The man cast a quick, disapproving gaze over Kendall’s old army clothes and mesh T-shirt. He looked back at the altar. “It’s for the God of Hell. This is Chinese ghost month.”
Now Kendall really had to wonder what he’d seen behind that grill.
“Aw yeah,” said the photographer in a nasally voice that sounded like a Brit with a bad cold. “I read something about that. At the beginning of the seventh lunar month the gates of the underworld open and the spirits of the dead come back to earth. So these offerings are for the ghosts?”
“For the God of Hell and his helpers. Tonight will be offerings for ghosts, and puppet shows and Chinese operas for people and ghosts to enjoy.
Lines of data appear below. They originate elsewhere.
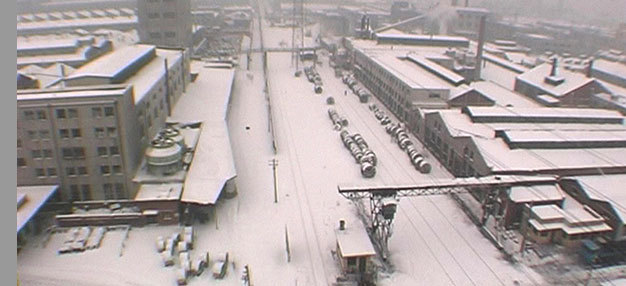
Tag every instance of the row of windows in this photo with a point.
(167, 15)
(99, 132)
(108, 170)
(47, 172)
(74, 171)
(65, 113)
(157, 35)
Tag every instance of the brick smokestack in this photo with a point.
(589, 68)
(554, 63)
(481, 43)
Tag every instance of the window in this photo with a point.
(86, 192)
(29, 115)
(64, 133)
(113, 150)
(108, 191)
(108, 111)
(36, 154)
(98, 132)
(76, 133)
(79, 152)
(44, 134)
(52, 172)
(39, 172)
(74, 194)
(111, 131)
(70, 171)
(73, 153)
(32, 135)
(61, 114)
(82, 170)
(96, 112)
(119, 190)
(351, 261)
(105, 170)
(117, 169)
(72, 113)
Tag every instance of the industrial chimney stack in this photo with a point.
(481, 43)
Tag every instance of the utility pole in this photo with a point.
(274, 163)
(293, 32)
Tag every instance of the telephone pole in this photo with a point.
(274, 163)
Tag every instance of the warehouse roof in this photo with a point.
(213, 164)
(572, 80)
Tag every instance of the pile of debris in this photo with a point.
(313, 76)
(176, 250)
(79, 239)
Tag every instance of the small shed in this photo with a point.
(354, 249)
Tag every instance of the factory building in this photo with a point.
(87, 131)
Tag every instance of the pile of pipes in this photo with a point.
(361, 152)
(398, 132)
(313, 76)
(356, 88)
(338, 121)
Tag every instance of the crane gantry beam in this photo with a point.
(383, 199)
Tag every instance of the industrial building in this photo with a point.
(87, 131)
(165, 23)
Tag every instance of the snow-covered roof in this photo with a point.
(113, 64)
(213, 164)
(30, 199)
(111, 90)
(572, 221)
(353, 241)
(613, 68)
(501, 95)
(411, 39)
(542, 115)
(436, 69)
(606, 188)
(572, 80)
(149, 192)
(536, 193)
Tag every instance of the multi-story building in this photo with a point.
(165, 22)
(87, 133)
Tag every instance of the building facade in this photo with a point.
(88, 133)
(165, 22)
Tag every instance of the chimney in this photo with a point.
(589, 67)
(481, 43)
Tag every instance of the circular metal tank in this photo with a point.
(164, 157)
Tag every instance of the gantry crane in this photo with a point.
(384, 200)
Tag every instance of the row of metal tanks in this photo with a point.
(356, 88)
(313, 76)
(399, 133)
(357, 146)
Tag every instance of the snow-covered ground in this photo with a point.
(433, 243)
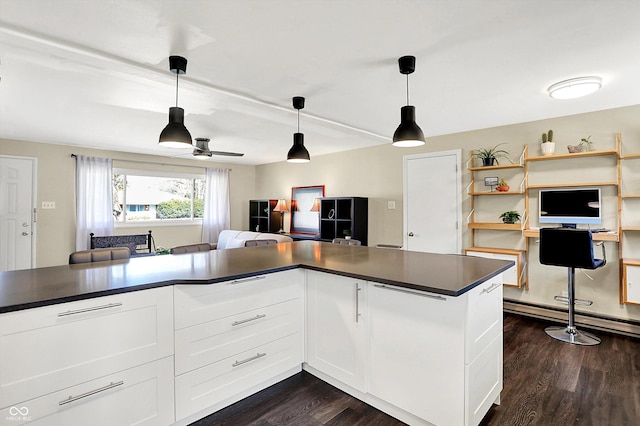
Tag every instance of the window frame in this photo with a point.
(159, 174)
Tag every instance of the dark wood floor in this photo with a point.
(546, 382)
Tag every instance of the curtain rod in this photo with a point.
(155, 164)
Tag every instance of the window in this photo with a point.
(142, 196)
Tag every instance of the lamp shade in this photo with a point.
(175, 134)
(298, 153)
(281, 206)
(408, 133)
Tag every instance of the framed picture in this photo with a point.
(305, 209)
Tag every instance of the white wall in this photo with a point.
(376, 173)
(55, 229)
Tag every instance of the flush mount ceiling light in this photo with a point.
(575, 87)
(298, 153)
(175, 135)
(408, 134)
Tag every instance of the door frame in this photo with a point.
(405, 159)
(34, 196)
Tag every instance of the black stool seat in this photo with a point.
(571, 248)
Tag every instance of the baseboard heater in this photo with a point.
(596, 322)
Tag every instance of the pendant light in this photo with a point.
(175, 135)
(298, 153)
(408, 134)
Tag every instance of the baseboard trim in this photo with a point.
(596, 322)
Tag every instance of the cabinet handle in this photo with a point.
(416, 293)
(244, 361)
(490, 289)
(357, 289)
(93, 392)
(248, 320)
(245, 280)
(94, 308)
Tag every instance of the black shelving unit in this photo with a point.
(338, 214)
(262, 218)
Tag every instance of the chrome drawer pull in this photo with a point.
(95, 308)
(93, 392)
(244, 361)
(248, 320)
(490, 289)
(430, 296)
(244, 280)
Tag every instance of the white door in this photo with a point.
(17, 241)
(432, 202)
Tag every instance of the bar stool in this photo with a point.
(571, 248)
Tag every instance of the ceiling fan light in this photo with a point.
(175, 134)
(408, 133)
(575, 87)
(298, 153)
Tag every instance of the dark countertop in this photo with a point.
(450, 275)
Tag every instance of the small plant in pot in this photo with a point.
(489, 156)
(502, 186)
(511, 216)
(548, 146)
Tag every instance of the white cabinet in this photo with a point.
(631, 281)
(336, 327)
(142, 395)
(44, 350)
(233, 337)
(436, 357)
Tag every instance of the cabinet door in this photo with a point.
(417, 352)
(46, 349)
(142, 395)
(336, 327)
(632, 283)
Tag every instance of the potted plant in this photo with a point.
(511, 216)
(585, 145)
(502, 186)
(548, 146)
(489, 156)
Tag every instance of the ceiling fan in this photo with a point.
(202, 150)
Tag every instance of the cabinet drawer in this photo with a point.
(213, 341)
(209, 385)
(484, 317)
(484, 382)
(197, 304)
(54, 347)
(141, 395)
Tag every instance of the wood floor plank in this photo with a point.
(546, 382)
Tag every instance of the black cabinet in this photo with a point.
(262, 218)
(341, 216)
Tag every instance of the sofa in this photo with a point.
(230, 238)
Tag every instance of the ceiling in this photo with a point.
(94, 73)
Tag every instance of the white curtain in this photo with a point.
(94, 199)
(216, 204)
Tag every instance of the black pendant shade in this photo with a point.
(298, 153)
(408, 133)
(175, 134)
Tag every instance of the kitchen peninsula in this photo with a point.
(170, 339)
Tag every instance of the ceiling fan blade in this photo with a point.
(228, 154)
You can only make offerings for spirits at night because that is when they come.”
Kendall thanked him and the man asked him for the time.
“Sorry, mate, but I never wear a watch. Nothing sadder than watching the time passing I reckon. That’s why I love photos so much. You can freeze time and save the moment for ever.”
Kendall looked back at the God of Hell. The details and colors rivaled anything he’d seen in the Tibetan scroll paintings he collected: a bouquet of red, pink and yellow flowers crowned a head-dress of fanciful lions and tigers; the deity’s malicious face was dark blue; his eyes were yellow; and a long bloody tongue lolled out of his mouth between orange streaks of flame.
This could be the next development in Kendall’s career. No more black-and-white images of soldiers and corpses, earthquakes and crime scenes. With this series of photos he’d try to do something more colorful and mystical, something more artistic that would be exhibited in galleries and published in a book. He was sick of photo editors ruining his pictures by cropping them, or choosing the weakest ones and then running them beside an ad for expensive shoes, like they’d done with his series of AIDS patients on their deathbeds in a Buddhist temple in Thailand.
&
nbsp; For these new shots he wanted to experiment with a technique called “cross processing.” So he loaded the camera with 200 ASA color slide film and pushed it two stops to 800 ASA. Later, he would develop the rolls as if they were regular print film and the result would be sharp, color-saturated images with high contrasts.
As Kendall framed the God of Hell in his viewfinder, an Asian headhunter wearing a necklace of pig’s teeth and holding one of his “trophies” aloft slowly formed in front of the camera’s eye like a black-and-white photo in a tray of developer, hazy at first, but slowly coming into focus. It was the same shot he’d taken in Sumatra, but now it was moving, now the headhunter was alive and glaring at him with the God of Hell’s yellow eyes… fuckin’ hell.
Kendall pulled the camera away from his eyes and the image disappeared. He stared at the Nikon as if it were haunted, shook it, then looked through the viewfinder again and saw a Cambodian soldier with a ragged uniform and a face full of shrapnel floating above the shrine, waving the stumps of his arms around.
Kendall put the camera back in his bag. He’d never taken a shot like that… it’s combat fatigue, Ken. You’ve seen too many atrocities. Well, so did Don McCullin. Must be why he called his book of photos Living with Ghosts. But I’ll call mine Flashpoints in Asia.
The cell phone in his pocket vibrated. A photo editor in Singapore told him there were more riots on the streets of Jakarta, and his newspaper needed a photographer to go there ASAP. He began giving him a list of shots to take.
Kendall interrupted him. “I don’t work like that. I have to keep my compositions loose and my shots spontaneous—and nobody tells me what to shoot. If you’ll let me take the pictures I want and give me five-hundred US a day, plus expenses, then I’ll go.”
The editor sighed and Kendall hung up on him… silly bugger.